Later today the U.S. Department of Commerce is expected to announce preliminary antidumping duties on solar panels from China. This case might normally be met with an exasperated sigh and chalked up as just another example of myopic, self-flagellating, capricious U.S. antidumping policy toward China.
But in this instance the absurdity is magnified by the fact that Washington has already devoted billions of dollars in production subsidies and consumption tax credits in an effort to invent a non-trivial market for solar energy in the United States. Imposing duties only undermines that objective. With brand new levies on imports to add to the duties already being imposed on the same products to “countervail” the lower prices afforded U.S. consumers by the Chinese government’s production subsidies, the administration’s already-expensive mission will become even more so – perhaps prohibitively so.

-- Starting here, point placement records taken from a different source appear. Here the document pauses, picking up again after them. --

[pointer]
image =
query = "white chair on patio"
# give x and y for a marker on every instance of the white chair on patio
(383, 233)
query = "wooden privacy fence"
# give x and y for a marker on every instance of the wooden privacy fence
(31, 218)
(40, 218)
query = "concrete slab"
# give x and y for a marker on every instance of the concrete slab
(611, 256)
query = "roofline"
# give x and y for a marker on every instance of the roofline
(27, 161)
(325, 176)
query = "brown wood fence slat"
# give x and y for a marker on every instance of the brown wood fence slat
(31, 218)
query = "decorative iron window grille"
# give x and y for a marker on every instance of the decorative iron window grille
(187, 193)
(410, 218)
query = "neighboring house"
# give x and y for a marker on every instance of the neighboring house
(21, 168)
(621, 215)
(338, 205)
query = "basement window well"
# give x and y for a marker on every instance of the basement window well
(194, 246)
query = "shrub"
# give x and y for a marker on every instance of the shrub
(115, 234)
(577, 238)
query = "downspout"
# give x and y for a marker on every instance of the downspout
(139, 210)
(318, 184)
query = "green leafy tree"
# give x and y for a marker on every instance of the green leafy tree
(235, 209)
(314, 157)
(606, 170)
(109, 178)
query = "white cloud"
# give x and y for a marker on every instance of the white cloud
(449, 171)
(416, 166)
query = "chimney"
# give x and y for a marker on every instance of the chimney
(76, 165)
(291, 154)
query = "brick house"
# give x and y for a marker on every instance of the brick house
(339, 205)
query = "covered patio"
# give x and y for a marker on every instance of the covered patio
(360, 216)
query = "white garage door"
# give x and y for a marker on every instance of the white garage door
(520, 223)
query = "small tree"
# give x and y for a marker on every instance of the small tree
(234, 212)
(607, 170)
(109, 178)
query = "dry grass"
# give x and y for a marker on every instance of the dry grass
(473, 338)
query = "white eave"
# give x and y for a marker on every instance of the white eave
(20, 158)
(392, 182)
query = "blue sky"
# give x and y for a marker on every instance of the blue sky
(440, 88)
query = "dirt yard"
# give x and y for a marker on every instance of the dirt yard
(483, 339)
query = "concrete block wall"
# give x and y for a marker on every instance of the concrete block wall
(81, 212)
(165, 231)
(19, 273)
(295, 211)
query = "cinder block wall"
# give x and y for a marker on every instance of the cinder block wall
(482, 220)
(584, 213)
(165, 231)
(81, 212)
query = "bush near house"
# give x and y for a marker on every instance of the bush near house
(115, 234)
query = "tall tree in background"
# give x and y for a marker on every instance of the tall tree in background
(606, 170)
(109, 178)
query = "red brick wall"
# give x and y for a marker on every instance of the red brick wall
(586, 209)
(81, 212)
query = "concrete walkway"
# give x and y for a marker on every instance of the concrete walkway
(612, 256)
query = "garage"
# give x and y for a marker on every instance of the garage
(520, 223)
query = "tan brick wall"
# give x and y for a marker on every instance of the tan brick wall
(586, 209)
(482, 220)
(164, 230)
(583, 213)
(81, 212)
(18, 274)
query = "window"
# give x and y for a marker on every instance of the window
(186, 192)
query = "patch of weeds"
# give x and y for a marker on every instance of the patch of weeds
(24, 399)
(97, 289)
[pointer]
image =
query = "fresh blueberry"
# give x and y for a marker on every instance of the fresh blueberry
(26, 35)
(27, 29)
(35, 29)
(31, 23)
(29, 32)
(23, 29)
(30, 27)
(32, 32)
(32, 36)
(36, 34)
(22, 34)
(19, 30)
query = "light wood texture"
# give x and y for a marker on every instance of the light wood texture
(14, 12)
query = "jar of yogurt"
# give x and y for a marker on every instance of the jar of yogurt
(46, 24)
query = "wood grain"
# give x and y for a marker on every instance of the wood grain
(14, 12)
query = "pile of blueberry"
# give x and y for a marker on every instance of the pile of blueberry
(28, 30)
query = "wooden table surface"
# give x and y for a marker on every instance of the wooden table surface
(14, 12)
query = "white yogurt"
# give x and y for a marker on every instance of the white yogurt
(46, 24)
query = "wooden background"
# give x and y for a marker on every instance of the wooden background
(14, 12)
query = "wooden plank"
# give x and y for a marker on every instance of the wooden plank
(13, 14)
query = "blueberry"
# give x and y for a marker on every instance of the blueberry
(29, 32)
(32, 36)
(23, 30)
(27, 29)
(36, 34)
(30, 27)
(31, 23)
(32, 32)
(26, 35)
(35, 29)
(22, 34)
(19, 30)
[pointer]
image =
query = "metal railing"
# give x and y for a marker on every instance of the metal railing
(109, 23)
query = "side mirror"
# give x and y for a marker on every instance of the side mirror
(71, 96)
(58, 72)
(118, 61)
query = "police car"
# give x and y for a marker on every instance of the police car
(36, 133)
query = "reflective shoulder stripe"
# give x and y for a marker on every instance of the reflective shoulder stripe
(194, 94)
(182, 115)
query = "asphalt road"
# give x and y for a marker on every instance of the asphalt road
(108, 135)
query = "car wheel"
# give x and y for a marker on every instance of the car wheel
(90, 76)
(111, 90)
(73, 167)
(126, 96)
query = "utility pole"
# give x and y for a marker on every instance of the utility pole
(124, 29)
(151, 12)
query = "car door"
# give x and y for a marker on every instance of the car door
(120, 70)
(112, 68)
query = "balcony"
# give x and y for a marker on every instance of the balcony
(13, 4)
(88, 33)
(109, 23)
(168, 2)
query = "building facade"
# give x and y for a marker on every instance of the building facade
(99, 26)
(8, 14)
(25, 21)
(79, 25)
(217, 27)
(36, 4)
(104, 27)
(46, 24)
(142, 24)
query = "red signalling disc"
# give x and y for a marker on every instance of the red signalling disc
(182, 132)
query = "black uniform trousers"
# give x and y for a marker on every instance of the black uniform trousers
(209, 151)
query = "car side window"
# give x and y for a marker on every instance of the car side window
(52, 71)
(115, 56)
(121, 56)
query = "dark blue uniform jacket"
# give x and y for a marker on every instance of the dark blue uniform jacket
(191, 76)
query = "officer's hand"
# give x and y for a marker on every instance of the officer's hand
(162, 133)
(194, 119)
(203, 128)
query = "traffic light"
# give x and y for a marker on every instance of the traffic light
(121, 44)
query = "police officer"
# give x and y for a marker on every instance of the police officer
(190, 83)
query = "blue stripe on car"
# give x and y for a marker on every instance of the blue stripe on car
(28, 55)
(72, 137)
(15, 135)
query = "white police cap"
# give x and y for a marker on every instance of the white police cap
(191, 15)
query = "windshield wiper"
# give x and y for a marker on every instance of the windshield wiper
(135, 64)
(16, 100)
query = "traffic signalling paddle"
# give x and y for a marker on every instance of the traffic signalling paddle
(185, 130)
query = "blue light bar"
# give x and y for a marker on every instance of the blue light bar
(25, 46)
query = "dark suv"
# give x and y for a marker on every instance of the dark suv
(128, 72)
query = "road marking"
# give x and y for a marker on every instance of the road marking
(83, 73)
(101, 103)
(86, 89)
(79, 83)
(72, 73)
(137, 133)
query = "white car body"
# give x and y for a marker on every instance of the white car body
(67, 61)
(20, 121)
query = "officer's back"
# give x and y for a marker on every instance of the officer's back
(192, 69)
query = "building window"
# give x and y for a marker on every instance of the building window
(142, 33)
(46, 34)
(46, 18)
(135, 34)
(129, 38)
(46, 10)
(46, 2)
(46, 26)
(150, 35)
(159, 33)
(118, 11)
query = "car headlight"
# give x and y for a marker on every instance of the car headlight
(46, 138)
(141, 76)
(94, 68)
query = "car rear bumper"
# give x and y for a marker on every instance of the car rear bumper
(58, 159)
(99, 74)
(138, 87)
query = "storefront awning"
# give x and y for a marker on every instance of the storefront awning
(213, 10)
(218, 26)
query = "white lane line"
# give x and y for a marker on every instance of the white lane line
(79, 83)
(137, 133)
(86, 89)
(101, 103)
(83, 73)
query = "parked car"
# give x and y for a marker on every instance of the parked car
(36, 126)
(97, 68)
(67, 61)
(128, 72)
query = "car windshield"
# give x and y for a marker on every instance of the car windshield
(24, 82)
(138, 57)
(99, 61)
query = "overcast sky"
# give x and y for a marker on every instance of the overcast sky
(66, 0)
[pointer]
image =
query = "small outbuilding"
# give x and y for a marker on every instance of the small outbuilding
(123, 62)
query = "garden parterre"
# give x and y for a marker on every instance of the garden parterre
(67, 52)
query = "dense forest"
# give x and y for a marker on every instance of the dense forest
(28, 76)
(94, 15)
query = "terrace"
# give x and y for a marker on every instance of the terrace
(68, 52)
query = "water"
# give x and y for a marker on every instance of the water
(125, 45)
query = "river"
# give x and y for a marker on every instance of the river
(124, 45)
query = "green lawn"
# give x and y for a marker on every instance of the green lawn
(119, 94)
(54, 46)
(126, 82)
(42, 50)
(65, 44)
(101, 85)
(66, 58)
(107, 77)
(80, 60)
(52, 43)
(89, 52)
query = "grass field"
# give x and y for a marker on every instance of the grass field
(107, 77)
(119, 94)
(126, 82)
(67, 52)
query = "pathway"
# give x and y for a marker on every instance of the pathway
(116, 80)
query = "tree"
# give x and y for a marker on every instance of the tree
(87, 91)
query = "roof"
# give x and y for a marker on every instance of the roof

It’s not that President Obama and the Congress woke up one morning and agreed to craft policies that simultaneously promote and deter U.S. solar energy consumption. But that’s what Washington – with its meddling ethos and self-righteous politicians – has wrought: policies working at cross-purposes.

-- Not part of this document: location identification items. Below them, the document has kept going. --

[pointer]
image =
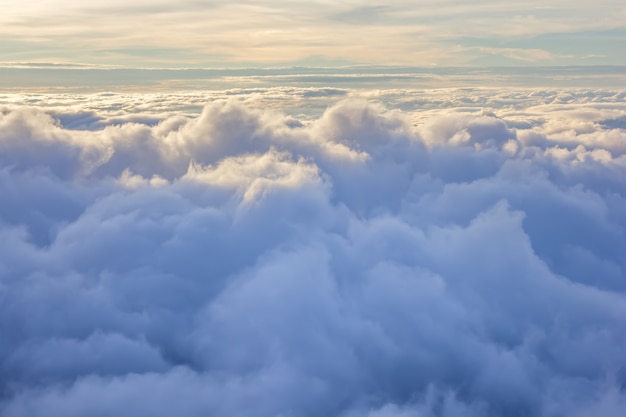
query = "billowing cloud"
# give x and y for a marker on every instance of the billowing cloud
(464, 257)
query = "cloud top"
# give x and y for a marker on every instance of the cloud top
(441, 262)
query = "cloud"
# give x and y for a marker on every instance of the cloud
(463, 259)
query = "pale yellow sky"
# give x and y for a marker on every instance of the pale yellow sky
(197, 33)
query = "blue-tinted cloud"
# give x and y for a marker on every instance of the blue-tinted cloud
(440, 262)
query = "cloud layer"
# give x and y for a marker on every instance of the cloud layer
(367, 262)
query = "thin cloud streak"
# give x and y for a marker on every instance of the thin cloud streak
(193, 33)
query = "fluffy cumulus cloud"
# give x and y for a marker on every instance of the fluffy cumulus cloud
(366, 262)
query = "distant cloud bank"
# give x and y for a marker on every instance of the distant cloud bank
(402, 253)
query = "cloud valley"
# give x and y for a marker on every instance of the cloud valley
(443, 261)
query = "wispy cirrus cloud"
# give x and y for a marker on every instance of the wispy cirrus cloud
(192, 33)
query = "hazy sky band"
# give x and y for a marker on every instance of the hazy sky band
(326, 33)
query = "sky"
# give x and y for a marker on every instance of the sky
(270, 33)
(292, 209)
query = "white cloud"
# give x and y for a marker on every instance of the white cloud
(451, 259)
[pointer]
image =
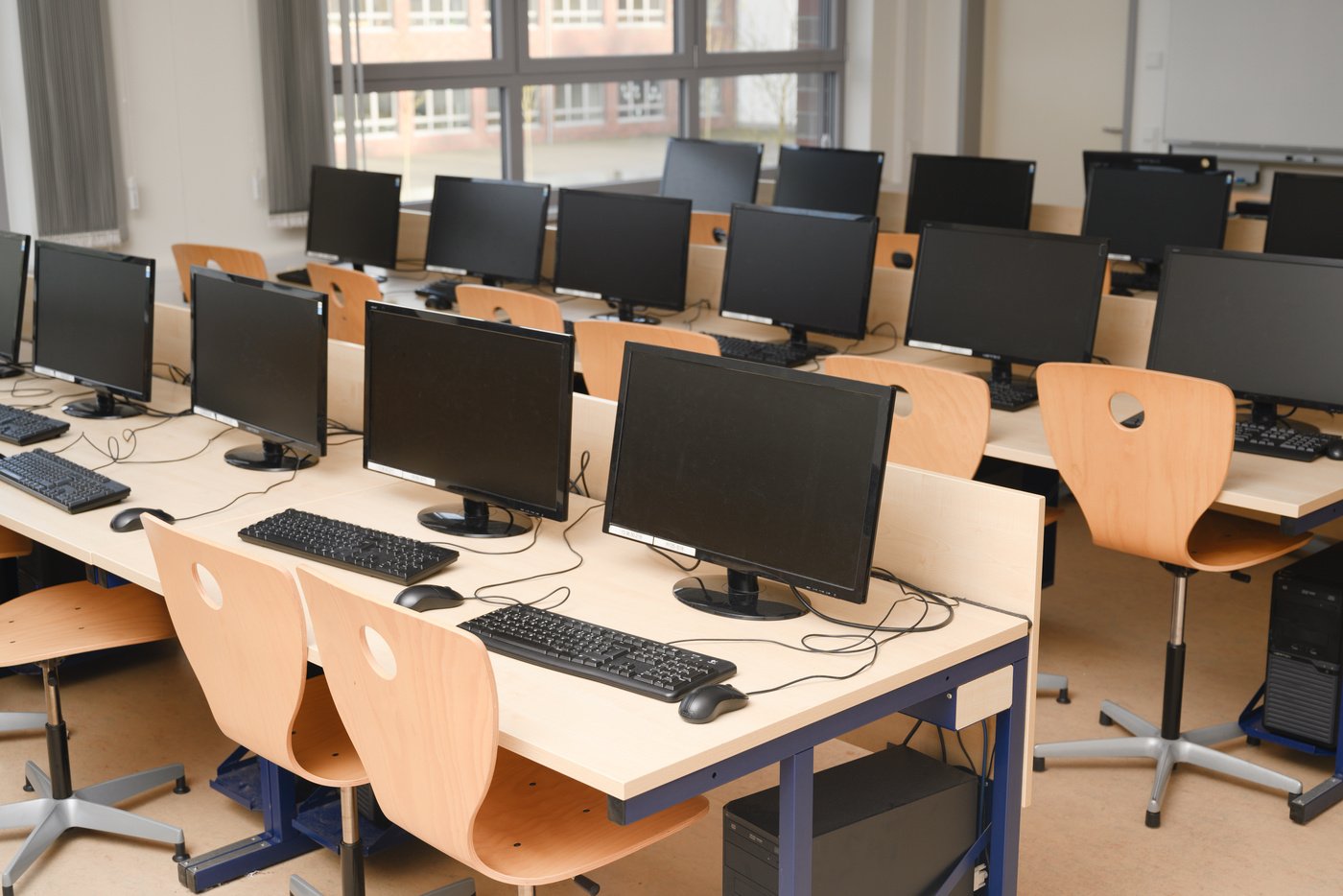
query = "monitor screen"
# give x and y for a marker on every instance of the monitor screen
(1144, 211)
(13, 281)
(1006, 295)
(966, 190)
(624, 248)
(1265, 325)
(735, 462)
(258, 358)
(489, 228)
(94, 318)
(712, 174)
(802, 269)
(1305, 217)
(473, 407)
(842, 180)
(355, 215)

The Economic Report of the President in 2010 (published before Solyndra became a household name) boasts of the administration’s tens of billions of dollars in subsidies for production and tax credits for consumption of solar panels. This industrial policy continues to this day and there is no greater cheerleader for solar than the president himself. In this year’s State of the Union address, President Obama said:
I’m directing my administration to allow the development of clean energy on enough public land to power three million homes.
One month later, noting that 16 solar projects have been approved on public land since he took office, the president said:
[Solar] is an industry on the rise. It’s a source of energy that’s becoming cheaper. And more and more businesses are starting to take notice.

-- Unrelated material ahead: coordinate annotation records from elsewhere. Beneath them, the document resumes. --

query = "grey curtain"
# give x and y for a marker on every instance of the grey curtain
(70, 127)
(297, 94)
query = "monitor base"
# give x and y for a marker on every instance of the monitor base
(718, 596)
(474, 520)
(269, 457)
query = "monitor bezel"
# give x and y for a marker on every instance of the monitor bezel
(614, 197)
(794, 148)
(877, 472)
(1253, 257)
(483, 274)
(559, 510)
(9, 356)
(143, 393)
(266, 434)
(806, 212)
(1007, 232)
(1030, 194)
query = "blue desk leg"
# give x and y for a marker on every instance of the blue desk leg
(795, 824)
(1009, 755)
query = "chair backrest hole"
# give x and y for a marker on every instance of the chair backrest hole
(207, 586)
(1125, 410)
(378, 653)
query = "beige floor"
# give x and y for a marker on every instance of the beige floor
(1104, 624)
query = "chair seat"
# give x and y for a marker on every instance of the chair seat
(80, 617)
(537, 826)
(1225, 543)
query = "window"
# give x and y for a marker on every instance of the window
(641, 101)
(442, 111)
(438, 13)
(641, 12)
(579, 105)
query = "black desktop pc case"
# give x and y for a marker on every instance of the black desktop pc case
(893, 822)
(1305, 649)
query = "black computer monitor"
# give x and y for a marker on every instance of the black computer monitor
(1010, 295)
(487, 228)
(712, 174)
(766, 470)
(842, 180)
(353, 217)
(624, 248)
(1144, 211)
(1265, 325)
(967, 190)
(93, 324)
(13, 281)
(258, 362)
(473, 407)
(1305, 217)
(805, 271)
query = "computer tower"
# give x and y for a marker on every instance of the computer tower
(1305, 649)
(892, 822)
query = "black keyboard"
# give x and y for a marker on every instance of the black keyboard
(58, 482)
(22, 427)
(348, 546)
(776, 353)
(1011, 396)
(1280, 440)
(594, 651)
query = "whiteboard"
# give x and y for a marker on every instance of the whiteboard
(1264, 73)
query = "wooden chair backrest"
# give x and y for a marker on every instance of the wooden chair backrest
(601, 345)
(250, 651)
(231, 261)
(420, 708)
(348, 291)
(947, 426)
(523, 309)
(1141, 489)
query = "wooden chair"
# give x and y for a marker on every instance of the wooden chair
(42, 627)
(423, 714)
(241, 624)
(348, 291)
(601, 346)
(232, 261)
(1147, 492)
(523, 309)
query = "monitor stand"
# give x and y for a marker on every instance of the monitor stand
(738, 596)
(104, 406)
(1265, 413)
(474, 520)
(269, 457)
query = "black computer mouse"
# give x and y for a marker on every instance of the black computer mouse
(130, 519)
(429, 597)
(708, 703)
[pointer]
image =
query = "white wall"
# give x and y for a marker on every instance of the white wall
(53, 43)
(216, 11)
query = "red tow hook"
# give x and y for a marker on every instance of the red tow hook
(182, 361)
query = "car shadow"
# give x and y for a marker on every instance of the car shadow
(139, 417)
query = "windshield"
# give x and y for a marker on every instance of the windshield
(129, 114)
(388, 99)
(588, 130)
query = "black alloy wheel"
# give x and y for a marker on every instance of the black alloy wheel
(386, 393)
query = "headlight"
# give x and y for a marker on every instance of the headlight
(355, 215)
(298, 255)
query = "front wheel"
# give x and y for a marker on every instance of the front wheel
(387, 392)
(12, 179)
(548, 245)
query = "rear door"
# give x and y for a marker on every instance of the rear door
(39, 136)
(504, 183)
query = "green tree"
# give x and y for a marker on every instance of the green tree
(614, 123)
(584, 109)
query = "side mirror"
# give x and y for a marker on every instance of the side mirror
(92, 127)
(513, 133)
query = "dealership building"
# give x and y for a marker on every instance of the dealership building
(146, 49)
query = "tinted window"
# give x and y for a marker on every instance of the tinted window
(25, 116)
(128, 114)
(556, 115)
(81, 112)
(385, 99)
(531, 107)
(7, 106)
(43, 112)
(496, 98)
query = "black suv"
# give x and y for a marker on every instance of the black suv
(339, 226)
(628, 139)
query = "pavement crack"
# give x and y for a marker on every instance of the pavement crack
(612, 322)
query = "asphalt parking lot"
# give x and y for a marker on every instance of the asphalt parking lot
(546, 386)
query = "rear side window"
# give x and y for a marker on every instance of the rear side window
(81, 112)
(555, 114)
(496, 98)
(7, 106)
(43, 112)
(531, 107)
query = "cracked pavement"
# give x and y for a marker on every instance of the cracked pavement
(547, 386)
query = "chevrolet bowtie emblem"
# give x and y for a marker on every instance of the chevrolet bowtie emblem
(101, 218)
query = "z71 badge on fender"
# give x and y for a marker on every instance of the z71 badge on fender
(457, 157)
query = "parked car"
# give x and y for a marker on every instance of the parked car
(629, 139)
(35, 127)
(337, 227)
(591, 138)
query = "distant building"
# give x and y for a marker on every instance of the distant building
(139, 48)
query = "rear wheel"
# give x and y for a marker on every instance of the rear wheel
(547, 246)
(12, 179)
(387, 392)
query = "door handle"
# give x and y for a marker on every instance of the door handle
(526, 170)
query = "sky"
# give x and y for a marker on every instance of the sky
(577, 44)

The president has couched his support for solar in terms of what he sees as the environmental imperative of reducing carbon emissions and slowing global warming. Thus his policy aim is to encourage consumption by making solar less expensive to retail consumers with production subsidies and consumption tax credits. (Of course, lower-cost solar is a mirage – accounting smoke and mirrors – because the subsidies come from current taxpayers and the tax credits deprive the Treasury of revenues already earmarked, forcing the government to borrow, burdening future taxpayers with principle and interest debt, which is paid with higher taxes down the road).